I had no idea of the controversy surrounding natural gas extraction until 2002, when I learned that a rancher’s wife named Tweeti Blancett had locked the gate to her ranch to protest the practices of the energy companies that operated on her family’s grazing land. While there had been wells on the Blancetts’ 32,000-acre ranch — 95 percent of it is federal land, on which the family holds an exclusive grazing permit — for 50 years, the coalbed drilling spree of the last 15 has threatened the very existence of her family’s business. Unsecured holding ponds and leaking, polluted water poisoned their cows, and the tangle of roads and pipelines on her ranch killed forage grass and spread noxious weeds. Blancett, who had served as a local campaign coordinator for George Bush in the 2000 presidential election, soon became an icon of the struggle between the locals and the energy companies — a lifelong Republican transformed by the drilling rigs into an outspoken opponent of the Bush administration’s energy policies.

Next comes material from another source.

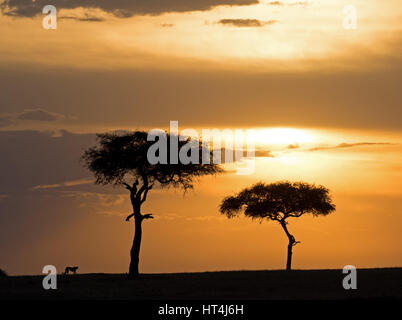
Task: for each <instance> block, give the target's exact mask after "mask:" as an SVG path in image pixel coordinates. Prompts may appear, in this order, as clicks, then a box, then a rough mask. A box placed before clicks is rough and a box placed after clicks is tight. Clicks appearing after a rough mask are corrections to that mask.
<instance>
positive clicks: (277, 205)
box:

When I heard about Tweeti Blancett, I tracked down a list of my leases and called the Bureau of Land Management to figure out where they were located. The woman I spoke to told me exactly how to get there. I would take a road until I arrived at a locked gate. A locked gate? "A locked gate." My leases, it turns out, are located on Tweeti Blancett’s ranch, on BLM land where her family’s cows have grazed for a century. The "clean" natural gas that funds my monthly royalty checks, then, also destroys family homesteads and degrades Western watersheds.

So I am an environmentalist-turned-polluter; and Tweeti Blancett is a wise-use Republican-turned-environmentalist. Both of our conversions are unexpected and ironic, random by-products of the cozy relationship between humans and natural resources in the American West.

This summer I decided to go see my wells. I sent Blancett an e-mail, and she invited me to visit. I drove across the Sangre de Cristos and wound through Chama and the Jicarilla Apache Reservation. Shortly after starting my descent into the piñon-and-juniper-dotted mesas of the San Juan Basin, I saw my first gas well. It was fairly inconspicuous, a few green pipes reaching out of the graveled ground, a storage tank, a compressor and a few miscellaneous green-painted structures. It didn’t strike me as terribly offensive. The second well I saw had similar pipes, tanks, pumps and machinery. A few hundred feet down the road, I saw another well. Then another.